Clean Energy for all? The Legal Challenges of Implementing the Clean Energy Package’s Consumer-Centric Energy Provisions
The Clean Energy Package (CEP) proposals launched in November 2016 has been branded as a consumer-centric package that promises a “new deal” for consumers and clean energy for all Europeans. However, to be effective, several of the consumer-centric provisions require cooperation between market actors, regulators and possibly new entities. Thus, the challenge of the CEP consumer-centric provisions lay in the implementation phase, which will likely require new legal structures as well as new business models. Among the issues to be explored, in this respect, are the new supply relationships in the clean energy transition; how to be a successful aggregator and comply with competition law; and to consider the protections available, exploring the future for energy-intensive and residential customers.
New supply relationships in the clean energy transition
Several rules encourage the evolution towards prosumer status. This evolution needs a contractual framework that, for example, enables customers to purchase electricity from RES producers, while being protected from the risks inherent with this source. What will be the key clauses in the clean energy contracts? Will trading platforms play a role in facilitating these new relationships? Will new energy products emerge to hedge the risks of volatile RES supply?
How to be a successful aggregator and comply with competition law
Incumbents have a head start in becoming aggregators as they already have the critical mass to successfully perform this role. Yet, dynamic new entrants are also emerging in this space. What are the dos and don’ts for aggregators from a competition law perspective? Are there competition law risks from cooperation between potential competitors in this field? Are local communities an alternative to aggregators?

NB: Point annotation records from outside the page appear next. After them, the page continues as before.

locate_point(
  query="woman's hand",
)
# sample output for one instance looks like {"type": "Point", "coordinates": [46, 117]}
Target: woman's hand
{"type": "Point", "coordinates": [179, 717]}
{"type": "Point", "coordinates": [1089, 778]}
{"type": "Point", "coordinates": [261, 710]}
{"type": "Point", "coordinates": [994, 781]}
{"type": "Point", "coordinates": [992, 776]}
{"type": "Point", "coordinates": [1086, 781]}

“Who is going to protect me?” The future for energy-intensive and residential customers
The CEP puts an end to regulated tariffs. This affects energy-intensive as well as residential customers. Moreover, with the review of the State aid Guidelines for the energy sector already in sight, it is not clear that energy-intensive customers can continue to rely on discounts from the levies to support RES. Is the market mature enough to take care of the needs of energy-intensive and residential customers? What can national regulators still do? Is State aid the answer?